O aquecimento do planeta também tende a reduzir uma das condições climáticas fundamentais na floresta amazônica, a umidade. “Os fungos, essenciais na ciclagem de nutrientes, são sensíveis à umidade; sem eles, muitas espécies desapareceriam”, disse Val.
As áreas chamadas de interflúvios (entre os rios) seriam as primeiras a sofrer com o aquecimento. Nessas terras é possível encontrar água cavando menos de 20 centímetros. O aquecimento tende a provocar uma diminuição do nível do lençol freático e os interflúvios ficariam mais secos. Um efeito em cadeia, então, atingiria todo o ecossistema.

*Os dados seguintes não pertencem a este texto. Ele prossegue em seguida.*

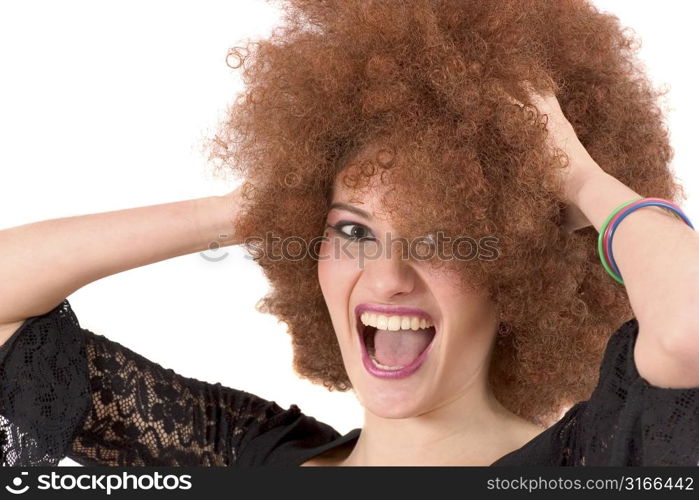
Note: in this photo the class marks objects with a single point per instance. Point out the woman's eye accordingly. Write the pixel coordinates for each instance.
(352, 231)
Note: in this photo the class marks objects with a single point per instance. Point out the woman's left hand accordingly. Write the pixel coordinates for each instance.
(581, 166)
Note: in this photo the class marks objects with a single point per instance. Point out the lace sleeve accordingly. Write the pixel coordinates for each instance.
(626, 421)
(65, 391)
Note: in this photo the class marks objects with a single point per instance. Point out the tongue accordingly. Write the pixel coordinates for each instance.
(400, 348)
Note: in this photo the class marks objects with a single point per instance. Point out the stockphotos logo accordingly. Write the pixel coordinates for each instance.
(16, 488)
(107, 483)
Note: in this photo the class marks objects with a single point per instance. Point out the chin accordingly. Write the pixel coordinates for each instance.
(389, 403)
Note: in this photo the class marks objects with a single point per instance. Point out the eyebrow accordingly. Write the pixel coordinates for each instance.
(350, 208)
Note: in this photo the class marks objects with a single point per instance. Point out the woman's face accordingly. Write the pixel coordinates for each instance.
(351, 274)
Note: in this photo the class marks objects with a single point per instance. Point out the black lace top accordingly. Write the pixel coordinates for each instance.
(65, 391)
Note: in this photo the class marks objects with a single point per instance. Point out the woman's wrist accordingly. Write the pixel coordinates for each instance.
(215, 219)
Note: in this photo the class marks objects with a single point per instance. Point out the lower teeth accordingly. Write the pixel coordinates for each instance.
(384, 367)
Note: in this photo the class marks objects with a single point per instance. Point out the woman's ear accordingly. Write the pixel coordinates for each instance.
(574, 219)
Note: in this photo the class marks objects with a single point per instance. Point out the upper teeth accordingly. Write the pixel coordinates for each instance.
(395, 323)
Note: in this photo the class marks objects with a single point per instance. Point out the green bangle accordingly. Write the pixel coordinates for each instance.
(600, 239)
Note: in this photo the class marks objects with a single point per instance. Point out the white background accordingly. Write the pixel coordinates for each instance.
(105, 105)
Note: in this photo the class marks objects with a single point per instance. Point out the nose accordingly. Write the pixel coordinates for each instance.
(388, 275)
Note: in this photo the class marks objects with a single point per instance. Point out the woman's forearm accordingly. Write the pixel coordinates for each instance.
(43, 262)
(658, 257)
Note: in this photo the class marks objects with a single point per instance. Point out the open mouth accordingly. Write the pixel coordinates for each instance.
(394, 354)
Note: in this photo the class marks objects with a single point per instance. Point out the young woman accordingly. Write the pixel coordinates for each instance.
(445, 168)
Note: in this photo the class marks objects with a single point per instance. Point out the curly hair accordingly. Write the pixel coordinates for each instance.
(429, 81)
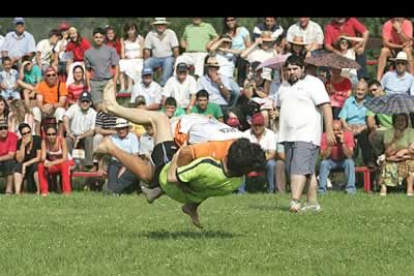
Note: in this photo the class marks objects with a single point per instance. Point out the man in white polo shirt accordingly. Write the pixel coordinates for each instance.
(303, 102)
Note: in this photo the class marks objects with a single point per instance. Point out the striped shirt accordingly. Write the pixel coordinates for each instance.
(105, 121)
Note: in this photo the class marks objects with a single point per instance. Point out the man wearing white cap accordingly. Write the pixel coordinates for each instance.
(161, 48)
(400, 80)
(18, 43)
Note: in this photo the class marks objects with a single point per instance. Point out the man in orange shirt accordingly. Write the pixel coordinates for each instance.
(397, 34)
(51, 97)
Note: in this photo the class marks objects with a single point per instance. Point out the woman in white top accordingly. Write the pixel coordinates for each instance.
(132, 53)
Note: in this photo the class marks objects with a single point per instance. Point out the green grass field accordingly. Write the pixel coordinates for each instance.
(93, 234)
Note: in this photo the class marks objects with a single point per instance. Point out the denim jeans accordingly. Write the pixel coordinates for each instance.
(348, 165)
(167, 64)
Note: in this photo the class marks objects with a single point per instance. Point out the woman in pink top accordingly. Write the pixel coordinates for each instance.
(339, 89)
(79, 85)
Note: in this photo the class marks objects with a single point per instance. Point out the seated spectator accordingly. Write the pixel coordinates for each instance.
(182, 87)
(376, 131)
(104, 127)
(78, 86)
(51, 97)
(240, 37)
(338, 156)
(8, 143)
(54, 160)
(353, 117)
(261, 50)
(30, 75)
(397, 34)
(148, 88)
(400, 80)
(195, 41)
(170, 108)
(146, 143)
(205, 107)
(217, 86)
(339, 89)
(120, 178)
(101, 63)
(161, 48)
(8, 80)
(112, 40)
(269, 25)
(79, 123)
(29, 149)
(348, 26)
(132, 54)
(45, 54)
(19, 114)
(266, 138)
(311, 32)
(399, 155)
(18, 43)
(77, 45)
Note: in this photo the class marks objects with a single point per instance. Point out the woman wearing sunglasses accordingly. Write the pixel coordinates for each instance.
(54, 160)
(27, 156)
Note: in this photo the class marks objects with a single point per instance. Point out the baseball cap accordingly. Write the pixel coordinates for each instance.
(182, 67)
(85, 96)
(18, 20)
(147, 71)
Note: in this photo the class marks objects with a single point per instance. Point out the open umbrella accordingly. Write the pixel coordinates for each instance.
(391, 104)
(333, 60)
(274, 62)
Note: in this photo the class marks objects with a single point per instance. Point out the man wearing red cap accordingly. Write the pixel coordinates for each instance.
(266, 138)
(51, 97)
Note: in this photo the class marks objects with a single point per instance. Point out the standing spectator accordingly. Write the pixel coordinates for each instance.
(132, 56)
(8, 142)
(77, 45)
(30, 75)
(28, 154)
(240, 37)
(79, 123)
(182, 87)
(8, 80)
(204, 106)
(195, 39)
(78, 86)
(269, 25)
(161, 48)
(45, 54)
(311, 32)
(54, 160)
(102, 60)
(120, 178)
(349, 26)
(112, 40)
(148, 88)
(301, 131)
(266, 138)
(18, 43)
(51, 97)
(338, 156)
(218, 86)
(397, 34)
(400, 80)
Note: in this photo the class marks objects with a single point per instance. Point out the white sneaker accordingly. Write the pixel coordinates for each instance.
(294, 206)
(315, 207)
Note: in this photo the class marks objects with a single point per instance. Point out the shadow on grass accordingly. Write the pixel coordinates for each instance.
(167, 235)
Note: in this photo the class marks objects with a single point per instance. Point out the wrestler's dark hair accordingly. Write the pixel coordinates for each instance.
(245, 157)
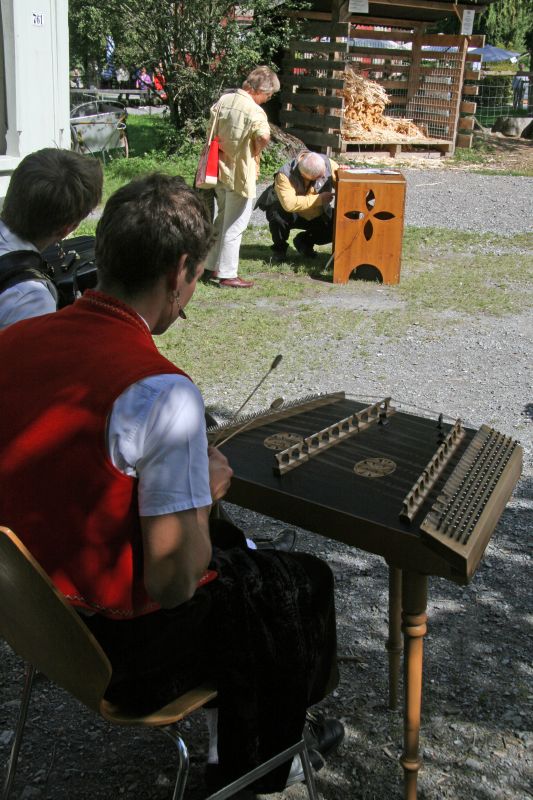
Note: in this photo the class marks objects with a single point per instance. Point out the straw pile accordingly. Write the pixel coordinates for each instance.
(364, 114)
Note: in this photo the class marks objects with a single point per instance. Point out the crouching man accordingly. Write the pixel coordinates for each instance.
(301, 198)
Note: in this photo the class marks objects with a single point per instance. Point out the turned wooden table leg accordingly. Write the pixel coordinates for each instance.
(394, 642)
(414, 601)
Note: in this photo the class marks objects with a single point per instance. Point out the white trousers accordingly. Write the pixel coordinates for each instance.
(233, 215)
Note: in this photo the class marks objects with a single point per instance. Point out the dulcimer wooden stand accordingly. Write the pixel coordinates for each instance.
(424, 494)
(368, 229)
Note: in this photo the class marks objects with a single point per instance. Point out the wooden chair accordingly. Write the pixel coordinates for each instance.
(41, 626)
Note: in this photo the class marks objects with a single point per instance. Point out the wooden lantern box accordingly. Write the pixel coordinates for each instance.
(368, 230)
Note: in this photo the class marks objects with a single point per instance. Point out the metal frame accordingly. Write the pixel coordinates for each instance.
(300, 748)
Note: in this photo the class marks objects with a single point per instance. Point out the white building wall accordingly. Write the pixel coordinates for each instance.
(36, 79)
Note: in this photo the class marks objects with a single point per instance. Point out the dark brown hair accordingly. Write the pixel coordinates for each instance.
(146, 227)
(49, 190)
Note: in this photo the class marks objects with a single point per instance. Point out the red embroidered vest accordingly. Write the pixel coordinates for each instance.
(59, 491)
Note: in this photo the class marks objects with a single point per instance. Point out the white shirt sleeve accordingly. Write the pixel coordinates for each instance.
(24, 300)
(157, 433)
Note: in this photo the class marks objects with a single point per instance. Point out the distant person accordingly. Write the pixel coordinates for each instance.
(301, 198)
(123, 77)
(75, 79)
(160, 83)
(243, 130)
(520, 86)
(49, 194)
(108, 74)
(144, 79)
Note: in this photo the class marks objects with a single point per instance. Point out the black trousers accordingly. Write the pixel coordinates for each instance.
(263, 633)
(281, 222)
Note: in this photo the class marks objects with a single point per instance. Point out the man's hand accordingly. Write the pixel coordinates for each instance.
(259, 143)
(220, 473)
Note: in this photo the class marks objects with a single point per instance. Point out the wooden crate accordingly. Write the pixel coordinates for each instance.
(426, 83)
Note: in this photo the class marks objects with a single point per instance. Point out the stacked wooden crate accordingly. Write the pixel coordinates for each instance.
(424, 76)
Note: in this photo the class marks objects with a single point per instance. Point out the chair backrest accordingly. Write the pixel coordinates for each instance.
(41, 626)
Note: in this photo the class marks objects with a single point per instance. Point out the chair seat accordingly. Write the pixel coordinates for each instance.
(172, 712)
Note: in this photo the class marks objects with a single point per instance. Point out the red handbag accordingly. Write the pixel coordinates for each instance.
(207, 172)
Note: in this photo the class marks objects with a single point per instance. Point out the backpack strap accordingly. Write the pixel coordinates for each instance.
(25, 265)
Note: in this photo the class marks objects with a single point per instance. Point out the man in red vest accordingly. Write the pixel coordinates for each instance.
(108, 479)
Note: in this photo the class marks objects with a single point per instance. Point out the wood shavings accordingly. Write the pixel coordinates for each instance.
(364, 114)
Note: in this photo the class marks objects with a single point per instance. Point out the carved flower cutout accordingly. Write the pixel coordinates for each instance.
(369, 214)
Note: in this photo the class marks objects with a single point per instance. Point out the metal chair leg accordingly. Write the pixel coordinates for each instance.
(309, 774)
(13, 758)
(183, 761)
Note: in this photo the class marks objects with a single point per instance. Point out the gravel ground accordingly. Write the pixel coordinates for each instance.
(477, 737)
(469, 201)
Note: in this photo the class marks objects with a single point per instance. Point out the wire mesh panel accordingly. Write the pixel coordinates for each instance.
(415, 96)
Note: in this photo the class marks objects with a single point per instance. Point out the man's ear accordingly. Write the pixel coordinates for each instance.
(176, 275)
(66, 230)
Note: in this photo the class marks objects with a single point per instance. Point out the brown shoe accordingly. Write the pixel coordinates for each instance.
(209, 275)
(235, 283)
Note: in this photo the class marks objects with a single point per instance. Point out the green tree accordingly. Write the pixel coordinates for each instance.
(507, 23)
(202, 47)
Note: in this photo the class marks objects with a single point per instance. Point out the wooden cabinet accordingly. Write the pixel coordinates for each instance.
(368, 230)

Segundo o pesquisador do Inpa, com a diminuição do nível das águas, peixes dispersores de sementes como o bagre e o tambaqui não teriam mais acesso ao interior da floresta. Conseqüentemente, as plantas que dependem dessa dispersão para se reproduzir seriam prejudicadas.
Para complicar, o sistema é tão grande e complexo que tem de ser analisado por regiões. Por isso, Val propõe uma mudança nos modelos de previsão de mudanças ambientais. Segundo ele, é necessário levar em conta as características regionais em vez de considerar a floresta como um só bloco.
“Também não se trata apenas de modelos climáticos, temos de levar em conta o histórico evolutivo e adaptativo das espécies”, pontuou. O cientista ressaltou que é preciso assumir a distribuição das espécies, tendo a consciência de que não se conhecem todas elas.